In neuroscience, the brain makes sense of the outside world through a series of “spikes” in neural activity, known as a “spike train.” In the months ahead, investors will have their own “spike train” to follow. The challenge will be to focus on the bigger picture and not get “derailed.”
- Spike 1: Hospitalizations. Over the past year, both policymakers and financial markets have faced sudden spikes in coronavirus cases and hospitalization rates. But now that vaccination programs are rolling out, spikes in hospitalizations may be a thing of the past. Economic normalization could arrive sooner than we think.
- Spike 2: Stimulus. On top of resurgent consumer and business demand as lockdowns are lifted, we are likely to experience a further spike in economic stimulus as the US moves closer to another record-breaking fiscal package. Further procyclical stimulus presents upside risk to economic growth and corporate earnings estimates.
- Spike 3: Inflation. As pent-up demand meets constrained supply, inflation may, at least in the short term, spike higher. Shipping, food, and semiconductor prices suggest this is already happening in parts of the economy. While it may be brief, this period of elevated inflation will require investors and policymakers to hold their nerve.
- Spike 4: Volatility. Changes in all of these key variables will lead to periodic spikes in volatility. Last month’s moves among heavily shorted stocks are just one example of how volatility can increase suddenly. We see elevated volatility as an opportunity to generate yield, take on asymmetric exposure, benefit from market dispersion, or build up longer-term positions.
Overall, we retain a favorable view of markets over our tactical investment horizon. While the “spike train” may lead to volatility, we don’t think it will derail the bull market. However, the uncertainties around key market factors may cause some investors to abandon or defer their strategic plans. Investors looking to protect and grow their real wealth will need to have a plan to put their excess cash to work, and stick to it—particularly if this low-rate, rising-inflation, high-stimulus environment persists.

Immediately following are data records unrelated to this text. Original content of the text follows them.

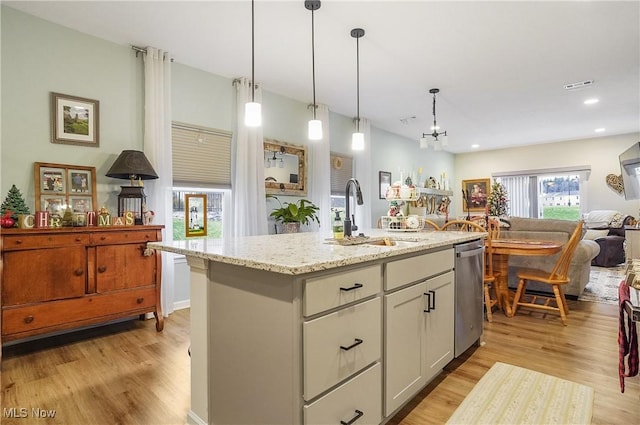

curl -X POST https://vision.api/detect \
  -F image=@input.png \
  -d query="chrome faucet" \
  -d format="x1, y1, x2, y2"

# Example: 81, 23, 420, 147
344, 178, 364, 237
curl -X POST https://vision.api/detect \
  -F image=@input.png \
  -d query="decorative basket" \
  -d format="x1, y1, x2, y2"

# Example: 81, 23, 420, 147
380, 215, 425, 232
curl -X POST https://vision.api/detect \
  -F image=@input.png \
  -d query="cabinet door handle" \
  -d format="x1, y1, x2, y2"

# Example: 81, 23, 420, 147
340, 409, 364, 425
424, 292, 431, 313
98, 266, 107, 273
74, 269, 84, 276
340, 283, 363, 292
137, 297, 144, 304
24, 315, 34, 324
429, 290, 436, 310
340, 338, 363, 351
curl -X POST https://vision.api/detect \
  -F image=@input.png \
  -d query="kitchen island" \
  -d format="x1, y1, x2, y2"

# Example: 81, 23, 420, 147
150, 229, 483, 425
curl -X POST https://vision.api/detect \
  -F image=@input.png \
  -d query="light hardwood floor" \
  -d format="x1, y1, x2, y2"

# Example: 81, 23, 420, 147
2, 300, 639, 425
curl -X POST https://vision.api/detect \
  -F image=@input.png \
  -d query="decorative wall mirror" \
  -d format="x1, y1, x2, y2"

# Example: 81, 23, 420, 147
264, 139, 307, 196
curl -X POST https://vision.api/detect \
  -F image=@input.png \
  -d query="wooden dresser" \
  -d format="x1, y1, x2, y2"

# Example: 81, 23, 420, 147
0, 226, 164, 356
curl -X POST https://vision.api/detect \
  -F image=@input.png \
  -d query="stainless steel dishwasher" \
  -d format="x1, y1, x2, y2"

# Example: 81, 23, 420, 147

In terms of market positioning, to benefit from the likely upturn in global economic activity, we prefer emerging markets, and like small-caps over large-caps. We continue to monitor for opportunities to take advantage of elevated volatility, particularly in US equities, as dislocations emerge. Tighter credit spreads mean we see better risk-adjusted returns in equities rather than credit overall, and shift our preference for US dollar-denominated emerging market sovereign bonds to neutral. But with the hunt for yield likely to remain intense amid low interest rates, we continue to see scope for positive returns in riskier credit segments.